Love – That Wonderful “Thing” – If You Will Let It Be
Isn’t Love a wonderful thing? Or in some cases the “Idea” of Love or “Falling” in Love?
- “Love is the one thing that will fill your heart with feelings so incredible that you experience Utopia, but will also shred your heart into pieces when Love doesn’t go the way you intended.” ~ BK
Intended, now that is an interesting word. If you intended to do something, then you missed the opportunity to do it. I know. It is a common communication phrase. I get it. You didn’t “intend” for me to interpret what you meant the way I interpreted it. What? See, intentions are confusing, because they are not clear actions.
How often have you said this? “Well, I intended to [fill in the blank]”. Unfortunately, intentions are empty actions. By the mere definitions of the words, it is clear that intent, intentions, intended and intending describe a state that one cannot be held accountable too, a course, and a next step, the future if you will, and does not deal with the NOW. Some see intentions as dreams, or a loose future plan, a way that things will eventually be done, a future action if you will. I actually see intentions as false actions, a lack of comfort, a way of not dealing with what is in front of you. What is your plan of action is not the same as what are your intentions. Which gives you more comfort? I intend to talk more about this later; or, I will talk more about this later?
Ok, back to my statement about Love being a wonderful thing. It CAN be a wonderful thing if you allow it to be a wonderful thing. Too many times I have rushed into a relationship because of the euphoria that the idea of Love brings. That rush of blood through your body, the excitement of the unknown, the anticipation of what is to come is almost too much to handle! It is going to be great! We are in Love! She gets me! He gets me! Most likely some of these statements have come from your mouth when you are telling your closest friend about your new Love. However, do you ever ask yourself these questions when you are first entering into a relationship? ”When will I let him or her down”? Or “What will he or she think of me when I let them down”? Most likely you have not. But wait! Aren’t those the defining times in a relationship? The times when you trip up and need to be forgiven? Or when the person that you Love trips up and needs to be forgiven?

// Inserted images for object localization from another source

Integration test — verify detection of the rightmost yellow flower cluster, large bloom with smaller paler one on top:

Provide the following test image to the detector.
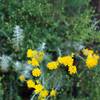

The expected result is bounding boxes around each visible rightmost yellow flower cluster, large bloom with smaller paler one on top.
[83,49,99,69]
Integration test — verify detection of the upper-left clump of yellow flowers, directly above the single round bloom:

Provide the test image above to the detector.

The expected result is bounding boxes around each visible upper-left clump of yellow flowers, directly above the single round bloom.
[27,49,44,66]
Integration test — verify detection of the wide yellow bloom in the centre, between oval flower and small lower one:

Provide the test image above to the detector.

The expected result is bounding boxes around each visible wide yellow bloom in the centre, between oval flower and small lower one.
[58,56,74,66]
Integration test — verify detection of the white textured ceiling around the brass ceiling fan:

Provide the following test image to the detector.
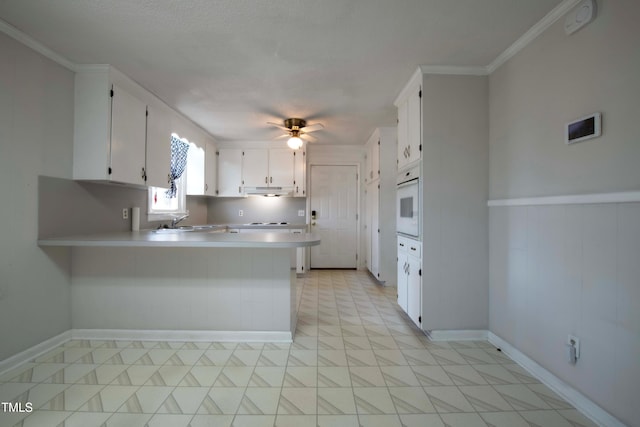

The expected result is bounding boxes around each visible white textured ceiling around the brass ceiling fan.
[0,0,561,144]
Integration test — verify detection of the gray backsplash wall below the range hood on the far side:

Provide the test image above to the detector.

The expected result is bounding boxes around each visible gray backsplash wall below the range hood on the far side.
[207,196,307,224]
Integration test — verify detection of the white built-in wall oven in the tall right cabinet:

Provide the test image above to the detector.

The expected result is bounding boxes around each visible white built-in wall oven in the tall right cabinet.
[396,168,420,238]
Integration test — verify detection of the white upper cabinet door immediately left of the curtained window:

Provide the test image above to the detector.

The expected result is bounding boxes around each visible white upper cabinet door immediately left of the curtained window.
[145,106,171,188]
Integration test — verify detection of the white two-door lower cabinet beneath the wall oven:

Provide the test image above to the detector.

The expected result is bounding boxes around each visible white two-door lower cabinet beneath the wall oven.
[398,237,422,326]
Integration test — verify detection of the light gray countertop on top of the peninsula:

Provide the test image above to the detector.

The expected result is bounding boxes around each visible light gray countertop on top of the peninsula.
[38,226,320,248]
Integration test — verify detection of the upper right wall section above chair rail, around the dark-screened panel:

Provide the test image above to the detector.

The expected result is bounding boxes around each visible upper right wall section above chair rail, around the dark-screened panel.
[490,1,640,199]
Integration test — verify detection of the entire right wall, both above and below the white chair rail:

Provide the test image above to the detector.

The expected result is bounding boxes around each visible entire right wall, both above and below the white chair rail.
[490,0,640,426]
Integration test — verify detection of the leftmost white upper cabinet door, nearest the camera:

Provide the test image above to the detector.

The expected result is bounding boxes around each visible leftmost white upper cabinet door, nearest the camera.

Wouldn’t it be nice to know the answers BEFORE it happens? Instead we dive right in and start riding the euphoria wave until that wave eventually runs aground. What happens when that euphoria wave suddenly ends because of something you did or didn’t do? It’s usually not good! Remember? I already told you Love has two parts. The two parts are in the indented sentence from above.
- “Love is the one thing that WILL fill your heart with feelings so incredible that you experience Utopia, BUT WILL also shred your heart into pieces when Love doesn’t go the way you intended”. ~ BK
We typically don’t even think about Love going wrong because we are programmed with the idea that Love is a Perfect Love. And, it is because we don’t think about both sides that cause more relationships to end early on, and usually badly. Think about it. He will mess up! She will mess up! Both of you will mess up! But we don’t think about that. We only think about the good because we are euphoria junkies!
Why do I know this? Because I have done it! I have done it quite often and until I sat down and started to write about this, I am sure I would have done it again. But I am smarter now. I am now armed with the knowledge that Love DEFINITELY will AND will not go the way I intended. As much as I downplayed intentions earlier, intentions are the one thing that actually makes sense in relationships, provided they are good intentions. You can’t plan Love. You have to let it happen. You set good intentions for the relationship and take actions that align with those intentions. But, I also now know that I need to think about how I better handle both sides of a relationship, from the start of the relationship. I need to know and my partner needs to know what I am willing to compromise about. Where will I draw the line when it comes to my morals and values? How will I handle being let down? How will I handle letting someone down? Since we are all individuals, there is no right or wrong answer. The only person that cares about your answer is the person that you Love and it should be talked about from the very beginning.
If you are in a new relationship, talk about it. Read this together and help each other define the answers. If you are in it together, then be in it together from the start. If you are going through a hard time with someone, sit down and talk about actions, not intentions. If they don’t know that you Love them, tell them. If you have told them you Love them, tell them you Love them again. Remember: Love IS a Wonderful “Thing”, if you will let it be. ~ BK ~ Sharing Life Experiences 1 by 1.